There was a total of 3219 (8.0%) cases in <15-year-olds, an average of 230 cases per year, with a mean case detection rate of 5.71 cases per 100,000 inhabitants. Socio-demographic characteristics of cases in children are depicted in Table 2. Case detection was significantly higher among children of all ethnicities other than Caucasian. Children living in medium-sized cities presented higher risk. With the exception of the Southwest of the State, all regions showed significantly higher detection rates as compared to the Northeast (Table 2).
The proportion of new cases with G2D was 4.80% (1921/40,054), and G2D per million people was 9.80. Details of new cases diagnosed with G2D are presented in Table 3. The detection of new cases with G2D at diagnosis was significantly higher among males, ≥70-year-olds and among Afro-Brazilians (Table 3). Residency in medium and small-sized cities and outside the state capital was associated with a higher risk of new cases with G2D. In the far south region, the G2D detection rates were highest (Table 3).
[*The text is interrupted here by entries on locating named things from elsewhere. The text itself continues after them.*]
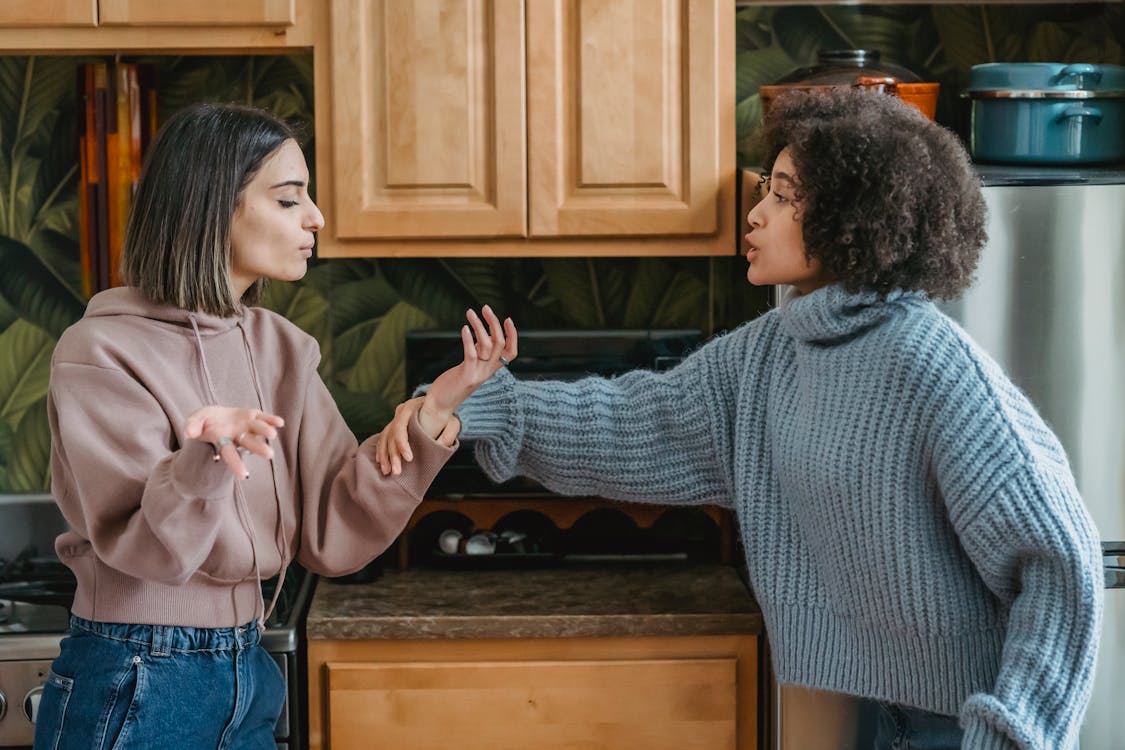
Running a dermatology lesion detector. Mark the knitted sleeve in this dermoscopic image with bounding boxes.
[936,350,1104,750]
[299,364,456,576]
[458,334,741,507]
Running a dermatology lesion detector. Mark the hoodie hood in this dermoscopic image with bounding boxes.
[83,287,246,336]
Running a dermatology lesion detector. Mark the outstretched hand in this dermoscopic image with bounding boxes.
[183,406,285,479]
[376,305,519,475]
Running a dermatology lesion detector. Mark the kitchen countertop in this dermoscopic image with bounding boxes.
[306,562,762,640]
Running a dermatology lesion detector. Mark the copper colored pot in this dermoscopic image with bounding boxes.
[758,49,941,119]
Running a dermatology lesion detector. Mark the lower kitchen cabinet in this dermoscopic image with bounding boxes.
[308,635,758,750]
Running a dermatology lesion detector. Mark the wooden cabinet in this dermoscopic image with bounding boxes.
[308,635,758,750]
[0,0,312,52]
[98,0,296,26]
[0,0,98,28]
[0,0,738,257]
[317,0,736,255]
[0,0,296,27]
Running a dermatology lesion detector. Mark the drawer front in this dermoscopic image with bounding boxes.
[327,658,738,750]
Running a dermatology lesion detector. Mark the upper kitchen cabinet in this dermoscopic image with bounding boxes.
[0,0,315,51]
[0,0,98,28]
[98,0,296,26]
[317,0,736,256]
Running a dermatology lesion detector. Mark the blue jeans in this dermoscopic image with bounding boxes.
[34,617,285,750]
[864,701,964,750]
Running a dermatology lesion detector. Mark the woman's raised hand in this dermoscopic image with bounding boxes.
[183,406,285,479]
[376,305,519,475]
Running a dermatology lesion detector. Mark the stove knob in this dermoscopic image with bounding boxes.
[24,685,43,724]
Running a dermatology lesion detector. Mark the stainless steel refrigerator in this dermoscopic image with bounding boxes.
[943,168,1125,750]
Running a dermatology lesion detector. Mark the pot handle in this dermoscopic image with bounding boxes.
[1049,63,1101,89]
[1055,105,1101,125]
[852,75,899,93]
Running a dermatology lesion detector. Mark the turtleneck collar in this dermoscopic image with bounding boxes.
[777,284,926,344]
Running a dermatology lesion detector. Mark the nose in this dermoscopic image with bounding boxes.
[305,200,324,232]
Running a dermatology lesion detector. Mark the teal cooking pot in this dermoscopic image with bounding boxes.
[966,63,1125,164]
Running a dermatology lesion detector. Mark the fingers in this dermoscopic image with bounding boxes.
[503,318,520,362]
[183,406,285,479]
[462,305,492,362]
[461,305,516,370]
[218,441,250,479]
[480,305,504,356]
[461,323,477,364]
[376,396,425,477]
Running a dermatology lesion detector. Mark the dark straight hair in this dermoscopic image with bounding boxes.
[122,103,297,317]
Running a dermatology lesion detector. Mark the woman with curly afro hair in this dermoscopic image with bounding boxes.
[377,83,1103,750]
[750,90,984,299]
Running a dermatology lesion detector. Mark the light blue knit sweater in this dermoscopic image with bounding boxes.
[459,286,1103,749]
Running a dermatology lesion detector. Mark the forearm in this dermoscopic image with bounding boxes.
[459,371,731,505]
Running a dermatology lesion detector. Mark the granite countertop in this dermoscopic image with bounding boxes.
[306,562,762,640]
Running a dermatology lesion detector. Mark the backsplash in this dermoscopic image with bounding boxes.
[0,3,1125,494]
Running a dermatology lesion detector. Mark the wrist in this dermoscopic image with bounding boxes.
[419,396,453,440]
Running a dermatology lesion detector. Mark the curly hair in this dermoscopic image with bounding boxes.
[757,88,986,299]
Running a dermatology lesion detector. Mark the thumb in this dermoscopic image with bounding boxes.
[183,417,204,440]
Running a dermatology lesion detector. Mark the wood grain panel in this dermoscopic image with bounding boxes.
[0,0,98,26]
[332,0,527,238]
[327,658,737,750]
[99,0,296,26]
[528,0,735,236]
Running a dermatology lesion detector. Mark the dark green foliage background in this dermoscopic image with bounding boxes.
[0,3,1125,493]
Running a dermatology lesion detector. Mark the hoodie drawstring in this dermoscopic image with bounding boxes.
[239,320,299,626]
[188,314,273,631]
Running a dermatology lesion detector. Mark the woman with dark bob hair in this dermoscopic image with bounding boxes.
[35,105,514,750]
[378,89,1103,750]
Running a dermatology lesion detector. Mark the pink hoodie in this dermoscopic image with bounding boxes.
[48,288,456,627]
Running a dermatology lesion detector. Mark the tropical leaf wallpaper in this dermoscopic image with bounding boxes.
[0,3,1125,493]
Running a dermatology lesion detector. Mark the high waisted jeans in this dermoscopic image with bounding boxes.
[864,701,963,750]
[34,617,285,750]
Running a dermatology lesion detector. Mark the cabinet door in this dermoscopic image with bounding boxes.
[331,0,527,238]
[0,0,98,28]
[99,0,295,26]
[327,661,737,750]
[528,0,735,236]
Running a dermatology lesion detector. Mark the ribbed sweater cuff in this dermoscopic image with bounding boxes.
[457,369,516,441]
[961,720,1019,750]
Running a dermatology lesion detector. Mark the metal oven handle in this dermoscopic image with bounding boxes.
[1101,541,1125,588]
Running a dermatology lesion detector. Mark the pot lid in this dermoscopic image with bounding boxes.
[969,63,1125,92]
[775,49,921,85]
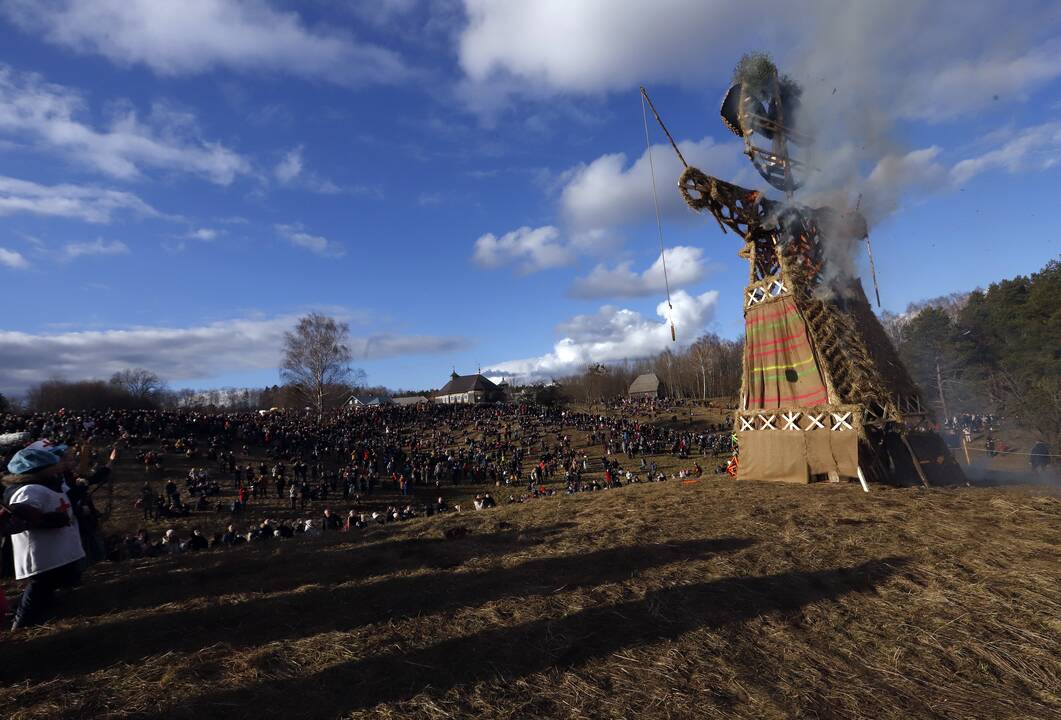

3.2. Spatiotemporal Analyses
The spatial distribution of overall crude detection rates showed that in the first observation period (2001–2007), most municipalities reported cases (93.5%, 390); 172 (44.1%) of these were classified as medium endemic, 90 (23.1%) as highly endemic and 52 (13.3%) as hyperendemic (Figure 2A). In the State’s North, West and Far South regions we identified the highest proportions of highly endemic and hyperendemic municipalities. In the following period (2008–2014), the number of municipalities with medium endemicity (48.5%, 193) increased and those with hyperendemicity (8.3%, 33) reduced. After smoothing, the distribution patterns remained similar, but spatial high-risk areas became more obvious (Figure 2B). Spatial association using Getis-Ord Gi* identified high-risk clusters for leprosy detection in the North, West and Far South regions of Bahia, over the entire observation period. Clusters of low risk were identified in the South, East and Central-East regions (Figure 2C). Spatial presentation using local Moran’s index recognized areas of spatial autocorrelation in the North, West and Far South regions (Figure 2D). These areas occurred throughout the entire observation period.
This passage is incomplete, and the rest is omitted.